Sensible à ce qui, dans le langage, échappe à l’emprise de la parole au point de mettre en œuvre une dramaturgie fondée sur le silence, Maeterlinck s’est très tôt intéressé aux formes de communication non verbale en jeu au sein d’une production littéraire. Cet intérêt répond à une volonté d’émanciper l’écriture du logocentrisme de la culture française dont Maeterlinck a livré une critique radicale dans un carnet de note que l’historiographie a retenu sous le nom de Cahier bleu. L’homme de lettres s’est ainsi interrogé dès le milieu des années 1880 sur les effets de sens qui peuvent survenir de la part visuelle inhérente à l’édition d’un texte. L’émergence du symbolisme correspond ainsi à une redéfinition du support même de la littérature.
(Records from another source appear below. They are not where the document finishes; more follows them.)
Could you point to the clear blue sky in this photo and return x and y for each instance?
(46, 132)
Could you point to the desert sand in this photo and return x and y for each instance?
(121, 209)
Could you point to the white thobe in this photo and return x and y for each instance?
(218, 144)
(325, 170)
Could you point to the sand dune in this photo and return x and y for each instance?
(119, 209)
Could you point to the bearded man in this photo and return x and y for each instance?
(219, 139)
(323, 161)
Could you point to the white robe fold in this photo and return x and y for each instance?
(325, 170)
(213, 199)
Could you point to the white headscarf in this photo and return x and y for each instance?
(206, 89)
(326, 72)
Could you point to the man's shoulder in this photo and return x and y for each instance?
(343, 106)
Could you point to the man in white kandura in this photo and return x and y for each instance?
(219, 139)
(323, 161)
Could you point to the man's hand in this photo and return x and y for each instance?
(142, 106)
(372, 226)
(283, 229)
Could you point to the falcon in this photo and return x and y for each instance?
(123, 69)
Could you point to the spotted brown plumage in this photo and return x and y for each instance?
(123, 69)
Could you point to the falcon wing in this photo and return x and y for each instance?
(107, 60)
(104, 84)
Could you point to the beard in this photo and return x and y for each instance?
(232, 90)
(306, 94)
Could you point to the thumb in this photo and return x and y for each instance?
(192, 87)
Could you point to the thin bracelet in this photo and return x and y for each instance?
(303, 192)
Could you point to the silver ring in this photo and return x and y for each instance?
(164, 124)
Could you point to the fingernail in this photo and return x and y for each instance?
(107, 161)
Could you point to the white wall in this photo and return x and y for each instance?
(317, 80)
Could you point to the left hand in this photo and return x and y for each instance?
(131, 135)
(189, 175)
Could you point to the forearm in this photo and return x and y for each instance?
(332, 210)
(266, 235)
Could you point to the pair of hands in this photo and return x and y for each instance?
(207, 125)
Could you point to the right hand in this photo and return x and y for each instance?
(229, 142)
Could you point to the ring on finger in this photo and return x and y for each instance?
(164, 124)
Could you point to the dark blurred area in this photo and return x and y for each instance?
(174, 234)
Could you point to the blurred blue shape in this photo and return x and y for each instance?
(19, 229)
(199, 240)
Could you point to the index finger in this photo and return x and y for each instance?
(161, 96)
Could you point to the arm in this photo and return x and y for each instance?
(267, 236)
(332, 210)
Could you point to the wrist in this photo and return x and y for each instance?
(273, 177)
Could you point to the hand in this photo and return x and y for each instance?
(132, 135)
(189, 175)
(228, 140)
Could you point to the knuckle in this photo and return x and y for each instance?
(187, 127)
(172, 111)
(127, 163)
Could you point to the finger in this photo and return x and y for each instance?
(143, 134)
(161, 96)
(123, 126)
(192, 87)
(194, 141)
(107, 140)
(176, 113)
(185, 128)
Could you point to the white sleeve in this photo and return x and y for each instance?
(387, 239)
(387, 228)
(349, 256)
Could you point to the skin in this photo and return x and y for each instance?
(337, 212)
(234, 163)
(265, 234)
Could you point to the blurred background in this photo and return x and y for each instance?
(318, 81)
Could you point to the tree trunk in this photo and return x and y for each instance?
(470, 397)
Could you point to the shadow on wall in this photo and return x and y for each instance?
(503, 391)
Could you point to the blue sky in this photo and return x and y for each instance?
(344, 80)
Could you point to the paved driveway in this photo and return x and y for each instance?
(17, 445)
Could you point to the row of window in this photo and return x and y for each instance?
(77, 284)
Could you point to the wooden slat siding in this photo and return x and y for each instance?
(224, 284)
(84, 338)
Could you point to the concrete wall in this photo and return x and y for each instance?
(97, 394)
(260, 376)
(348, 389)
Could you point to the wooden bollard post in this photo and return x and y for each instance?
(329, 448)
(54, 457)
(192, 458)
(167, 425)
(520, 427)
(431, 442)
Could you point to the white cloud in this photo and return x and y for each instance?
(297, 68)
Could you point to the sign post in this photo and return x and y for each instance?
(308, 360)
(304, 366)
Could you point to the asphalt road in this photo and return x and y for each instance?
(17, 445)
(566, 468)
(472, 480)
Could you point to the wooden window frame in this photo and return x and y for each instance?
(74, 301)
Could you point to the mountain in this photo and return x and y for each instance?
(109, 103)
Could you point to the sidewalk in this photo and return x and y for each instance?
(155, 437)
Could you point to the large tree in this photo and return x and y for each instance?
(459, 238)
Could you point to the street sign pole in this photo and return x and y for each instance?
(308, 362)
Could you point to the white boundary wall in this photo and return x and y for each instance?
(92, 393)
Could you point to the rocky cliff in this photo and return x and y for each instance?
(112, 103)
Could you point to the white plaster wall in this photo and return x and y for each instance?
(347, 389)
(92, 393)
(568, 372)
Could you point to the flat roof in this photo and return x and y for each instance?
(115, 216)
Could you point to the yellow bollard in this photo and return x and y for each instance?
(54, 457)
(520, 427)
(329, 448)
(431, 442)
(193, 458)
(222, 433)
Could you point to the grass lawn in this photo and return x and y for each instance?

Par l’encre qui lui donne corps et par la typographie qui trace les limites, le mot apparaît à Maeterlinck comme une forme dont la page-image magnifie la valeur plastique. Fort se s’être essayé, dans le secret des archives, à l’écriture d’une poésie visuelle enrichie par un réseau de lignes dont le tracé répondrait au contenu du texte, Maeterlinck va développer une esthétique de la couverture qu’il va appliquer dans le cadre de l’édition originale de ses premiers volumes. Dans ce contexte d’exaltation des données plastiques du livre, l’image va constituer un paramètre majeur. Résultant d’une collaboration étroite avec des illustrateurs qui sont d’abord peintre (Charles Doudelet, Auguste Donnay) ou sculpteur (George Minne), les éditions originales illustrées publiées par Maeterlinck apparaissent aujourd’hui comme des événements marquants dans l’histoire du livre en Belgique. Dépouillée des attributions descriptives qui avaient assimilé l’image au commentaire visuel redondant du texte, l’illustration est ici conçue à rebours des mots auxquels elle renvoie. Le tournant du siècle constitue une jonction dans le rapport de Maeterlinck à l’édition illustrée. Participant pleinement au phénomène d’internationalisation des lettres belges autour de 1900, Maeterlinck privilégie l’édition courante et réserve à la librairie de luxe et aux sociétés de bibliophiles le soin de rééditer dans des matériaux somptueux les versions illustrées de ses textes. Le Théâtre publié par Deman en 1902 avec des frontispices d’Auguste Donnay constitue la première expression de ce goût marqué pour les formes les plus raffinées du livre.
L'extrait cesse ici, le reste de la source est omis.